Java Map with container object keys, lookup by container object field value?

Java Map with container object keys, lookup by container object field value? - java

Let's say I have a simple Java object, let's call it DefinedData. It will contain a number of final fields of varying types, such as strings, integers, enums, and even perhaps a set or two of strings. All in all, it's just a relatively simple data container. There will be potentially 1k to 2k of these, all static final objects. Most of these fields will be unique in that no other DefinedData object will have the same value for that field.
These will be placed into a Map of (DefinedData, Object). Now, you could easily get that Object out of the Map if you have the DefinedData object, but what if you only have one of the unique field values? You can't just pass that to the Map. You'd have to iterate over the keys and check, and that would mean wrapping the map with a lookup method for each field in DefinedData. Doable, but not the prettiest thing out there, especially if there are a lot of values in the Map and a lot of lookups, which is possible. Either that or there would need to be a lookup for DefinedData objects, which would again be a bunch of Maps...
This almost sounds like a job for a database (look up based on any column), but that's not a good solution for this particular problem. I'd also rather avoid having a dozen different Maps, each mapping a single field from DefinedData to the Object. The multikey maps I've seen wouldn't be applicable as they require all key values, not just one.

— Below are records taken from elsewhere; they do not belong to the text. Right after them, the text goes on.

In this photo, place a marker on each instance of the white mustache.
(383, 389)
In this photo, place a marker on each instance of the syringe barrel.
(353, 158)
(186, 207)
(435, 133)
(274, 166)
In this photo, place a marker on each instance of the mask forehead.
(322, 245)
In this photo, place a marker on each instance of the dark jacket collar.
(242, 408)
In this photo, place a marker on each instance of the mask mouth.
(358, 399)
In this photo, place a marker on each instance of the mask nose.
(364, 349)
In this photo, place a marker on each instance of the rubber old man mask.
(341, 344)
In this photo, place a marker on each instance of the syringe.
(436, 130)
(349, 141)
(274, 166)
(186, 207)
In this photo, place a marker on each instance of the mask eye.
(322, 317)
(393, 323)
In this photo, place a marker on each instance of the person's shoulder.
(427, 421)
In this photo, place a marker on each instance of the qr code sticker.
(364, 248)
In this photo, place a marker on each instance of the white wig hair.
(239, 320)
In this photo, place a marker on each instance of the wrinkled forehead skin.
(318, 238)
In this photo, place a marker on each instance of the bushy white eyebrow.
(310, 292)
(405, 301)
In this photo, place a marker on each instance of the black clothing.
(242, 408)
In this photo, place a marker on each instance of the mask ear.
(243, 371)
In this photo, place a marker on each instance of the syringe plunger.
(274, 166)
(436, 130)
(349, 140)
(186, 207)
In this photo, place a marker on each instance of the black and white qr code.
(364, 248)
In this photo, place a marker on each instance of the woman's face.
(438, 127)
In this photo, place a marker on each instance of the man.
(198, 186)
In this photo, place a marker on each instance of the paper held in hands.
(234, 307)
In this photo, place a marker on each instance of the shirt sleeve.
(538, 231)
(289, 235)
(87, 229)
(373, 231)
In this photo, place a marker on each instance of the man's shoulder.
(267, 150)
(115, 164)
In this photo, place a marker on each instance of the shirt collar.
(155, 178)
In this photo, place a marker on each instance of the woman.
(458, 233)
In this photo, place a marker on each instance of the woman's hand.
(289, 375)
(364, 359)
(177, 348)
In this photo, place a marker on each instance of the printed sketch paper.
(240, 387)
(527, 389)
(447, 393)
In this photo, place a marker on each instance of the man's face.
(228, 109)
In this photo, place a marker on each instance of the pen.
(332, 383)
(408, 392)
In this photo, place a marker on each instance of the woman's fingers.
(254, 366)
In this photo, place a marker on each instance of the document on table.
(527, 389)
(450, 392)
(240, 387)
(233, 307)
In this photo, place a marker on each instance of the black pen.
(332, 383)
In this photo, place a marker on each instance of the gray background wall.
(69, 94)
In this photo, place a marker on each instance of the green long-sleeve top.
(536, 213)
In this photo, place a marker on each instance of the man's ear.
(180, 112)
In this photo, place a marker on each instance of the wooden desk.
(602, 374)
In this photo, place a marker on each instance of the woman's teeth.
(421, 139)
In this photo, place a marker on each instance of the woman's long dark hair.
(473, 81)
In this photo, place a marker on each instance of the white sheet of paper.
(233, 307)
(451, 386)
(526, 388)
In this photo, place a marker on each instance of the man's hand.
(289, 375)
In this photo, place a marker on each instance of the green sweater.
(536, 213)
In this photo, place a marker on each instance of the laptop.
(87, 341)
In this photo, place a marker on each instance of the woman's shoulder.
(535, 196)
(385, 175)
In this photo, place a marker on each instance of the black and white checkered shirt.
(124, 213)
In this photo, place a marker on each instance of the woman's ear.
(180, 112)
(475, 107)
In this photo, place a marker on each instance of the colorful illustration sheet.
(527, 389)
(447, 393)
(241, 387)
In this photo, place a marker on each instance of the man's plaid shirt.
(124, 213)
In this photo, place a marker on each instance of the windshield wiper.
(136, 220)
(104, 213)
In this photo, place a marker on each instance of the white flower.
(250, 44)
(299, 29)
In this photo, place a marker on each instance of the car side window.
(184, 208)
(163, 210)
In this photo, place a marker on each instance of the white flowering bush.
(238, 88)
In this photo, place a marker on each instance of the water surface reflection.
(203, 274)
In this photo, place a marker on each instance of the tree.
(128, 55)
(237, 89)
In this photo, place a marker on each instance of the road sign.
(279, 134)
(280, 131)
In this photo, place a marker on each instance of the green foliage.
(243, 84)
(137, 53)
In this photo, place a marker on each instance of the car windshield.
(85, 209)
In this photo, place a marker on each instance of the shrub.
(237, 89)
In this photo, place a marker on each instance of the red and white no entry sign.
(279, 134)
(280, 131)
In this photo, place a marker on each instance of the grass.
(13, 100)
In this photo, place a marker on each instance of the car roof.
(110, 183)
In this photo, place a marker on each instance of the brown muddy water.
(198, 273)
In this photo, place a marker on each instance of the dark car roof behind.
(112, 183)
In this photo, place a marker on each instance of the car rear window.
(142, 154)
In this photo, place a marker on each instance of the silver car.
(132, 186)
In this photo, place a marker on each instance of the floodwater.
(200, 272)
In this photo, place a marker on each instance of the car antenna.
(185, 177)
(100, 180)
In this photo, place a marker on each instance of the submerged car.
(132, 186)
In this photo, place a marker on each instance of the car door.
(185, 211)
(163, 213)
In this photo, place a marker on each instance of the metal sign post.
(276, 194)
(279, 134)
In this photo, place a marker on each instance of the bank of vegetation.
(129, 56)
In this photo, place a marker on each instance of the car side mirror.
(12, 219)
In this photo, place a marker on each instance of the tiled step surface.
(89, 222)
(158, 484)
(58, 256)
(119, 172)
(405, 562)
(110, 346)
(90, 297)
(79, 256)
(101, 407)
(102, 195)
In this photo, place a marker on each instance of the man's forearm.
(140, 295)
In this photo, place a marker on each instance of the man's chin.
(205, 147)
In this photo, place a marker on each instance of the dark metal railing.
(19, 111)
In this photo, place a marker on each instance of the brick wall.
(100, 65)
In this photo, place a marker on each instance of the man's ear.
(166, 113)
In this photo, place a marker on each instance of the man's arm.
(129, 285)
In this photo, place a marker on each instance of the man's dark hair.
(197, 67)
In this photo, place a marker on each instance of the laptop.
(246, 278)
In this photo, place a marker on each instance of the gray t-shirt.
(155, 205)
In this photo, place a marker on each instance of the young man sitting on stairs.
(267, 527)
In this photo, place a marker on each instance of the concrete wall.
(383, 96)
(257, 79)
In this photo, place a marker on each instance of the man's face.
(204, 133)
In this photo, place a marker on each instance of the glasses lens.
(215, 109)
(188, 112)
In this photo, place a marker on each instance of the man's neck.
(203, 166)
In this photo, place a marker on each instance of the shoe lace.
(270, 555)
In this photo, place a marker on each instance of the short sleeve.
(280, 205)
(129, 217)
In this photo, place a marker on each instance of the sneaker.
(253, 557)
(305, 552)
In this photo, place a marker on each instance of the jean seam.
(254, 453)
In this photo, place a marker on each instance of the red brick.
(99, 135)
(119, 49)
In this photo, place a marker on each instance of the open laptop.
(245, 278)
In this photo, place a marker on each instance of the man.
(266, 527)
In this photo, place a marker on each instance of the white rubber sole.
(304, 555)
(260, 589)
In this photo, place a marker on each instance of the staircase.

Is there a Map, Collections, or other implementation that can handle this particular problem?

The only way to avoid having multiple maps is by iterating through all your DefinedData objects in some way. Reason being, you have no way of knowing how to divide them out or sort them until the request is made.
An example could be made if you had a bucket of apples. At any moment someone may come up and request a certain color, a certain kind, or a certain size. You have to choose to sort by one of those categories, and the other categories have to be searched through all the apples.
If only you could have three identical sets of apples; one for each category.
Having multiple maps would be a faster solution, though take up more memory, while iterating would be easier to achieve, slower, and use less memory.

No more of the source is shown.